第9章 ロザリオの祈り(ゾロ+α)
「ふっ・・・」
目の前の男はもしかしたら、人間の皮を被った獣なのかもしれない。
肩から滲む血の匂いを漂わせながら、獲物の味を確かめるように舌を唇から頬に這わせ、最後は耳たぶを食む。
このまま食いちぎられてしまうのではないかという恐怖と、少しザラついた舌先の感触に、悪寒とは違う震えが背筋に走った。

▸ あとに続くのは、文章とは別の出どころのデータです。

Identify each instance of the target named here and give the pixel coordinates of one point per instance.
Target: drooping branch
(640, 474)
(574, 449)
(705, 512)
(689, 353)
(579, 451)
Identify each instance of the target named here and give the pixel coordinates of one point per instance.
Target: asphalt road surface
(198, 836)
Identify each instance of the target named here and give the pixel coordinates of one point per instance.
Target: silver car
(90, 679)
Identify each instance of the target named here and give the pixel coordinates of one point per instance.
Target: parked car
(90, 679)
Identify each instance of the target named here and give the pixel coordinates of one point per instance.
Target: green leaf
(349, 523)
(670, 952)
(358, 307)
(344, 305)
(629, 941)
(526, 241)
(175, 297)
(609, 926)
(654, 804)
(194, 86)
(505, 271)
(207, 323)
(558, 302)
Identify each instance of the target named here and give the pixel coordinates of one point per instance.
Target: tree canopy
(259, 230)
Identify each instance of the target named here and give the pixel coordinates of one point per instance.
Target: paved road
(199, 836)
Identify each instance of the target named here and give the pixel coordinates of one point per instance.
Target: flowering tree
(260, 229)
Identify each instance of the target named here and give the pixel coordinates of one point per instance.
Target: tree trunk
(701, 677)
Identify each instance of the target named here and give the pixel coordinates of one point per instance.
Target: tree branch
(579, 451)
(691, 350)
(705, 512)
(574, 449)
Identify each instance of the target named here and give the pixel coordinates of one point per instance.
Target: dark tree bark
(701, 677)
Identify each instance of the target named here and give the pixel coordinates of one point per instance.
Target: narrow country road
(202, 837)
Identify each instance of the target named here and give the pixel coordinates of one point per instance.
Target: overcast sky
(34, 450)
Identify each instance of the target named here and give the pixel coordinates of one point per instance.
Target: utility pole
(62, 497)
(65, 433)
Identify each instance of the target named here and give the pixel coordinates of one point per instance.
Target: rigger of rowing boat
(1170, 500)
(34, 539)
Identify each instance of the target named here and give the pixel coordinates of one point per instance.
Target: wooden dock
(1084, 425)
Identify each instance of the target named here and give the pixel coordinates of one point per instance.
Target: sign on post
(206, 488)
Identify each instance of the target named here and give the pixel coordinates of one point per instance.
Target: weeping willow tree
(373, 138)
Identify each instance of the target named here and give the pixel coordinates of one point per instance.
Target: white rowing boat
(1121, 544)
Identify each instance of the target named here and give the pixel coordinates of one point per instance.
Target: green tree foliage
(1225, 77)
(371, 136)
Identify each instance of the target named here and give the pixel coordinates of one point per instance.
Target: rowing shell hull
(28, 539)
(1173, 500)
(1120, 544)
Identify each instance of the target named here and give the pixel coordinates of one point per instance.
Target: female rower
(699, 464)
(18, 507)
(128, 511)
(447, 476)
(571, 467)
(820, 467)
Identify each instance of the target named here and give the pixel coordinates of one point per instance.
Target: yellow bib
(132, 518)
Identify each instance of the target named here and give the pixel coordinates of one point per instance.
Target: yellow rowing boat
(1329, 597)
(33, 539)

ゾロはこれを愛撫のつもりでやっているのか、それとも相手の動きを封じるためにやっているのか。
「おい、動くなよ」
ああ、後者の方か・・・とクレイオは思った。
顔にかかっていた髪がうまい具合に視界を遮っていたのに、無骨な指でそれを払われ、ゾロの鋭く熱っぽい視線にさらされる。
「勝手なことしたら、どうなるか分かんねェぞ」
仰向けに倒れた自分を抑えつけてくるゾロとの距離は30センチ。
少しでも上半身を起こそうというそぶりを見せれば、すかさず唇を塞がれ、むせかえるまで呼吸を奪われる。
苦しいのに、嫌悪感があるはずなのに、抗う事ができない。
「ゾ・・・ロ・・・」
「黙ってろ」
無慈悲な猛獣は、クレイオに抵抗の意志がないことを確認してから、窮屈そうにズボンを押し上げていた自身を引っ張り出した。
「なんだよ、男のモンを見んのは初めてか?」
「は、初めてじゃないけど」
「なら問題ねェな」
問題ない?
いったい何を言っているのだろうか、この男は。
男性器は見たことも、触ったこともあるが、ゾロのそれはこれまで関係を持ったどの男性よりも大きく、凶暴そうだ。
この近距離で見せられて、冷静でいられるわけがない。
「おい、こっち向け」
ここで目を逸らしたままでいるのは負けたような気がするが、かといって言いなりになるのも癪。
どうしようかと悩みながら顔を右側に背けていると、頬を掴まれ強引に上を向かされた。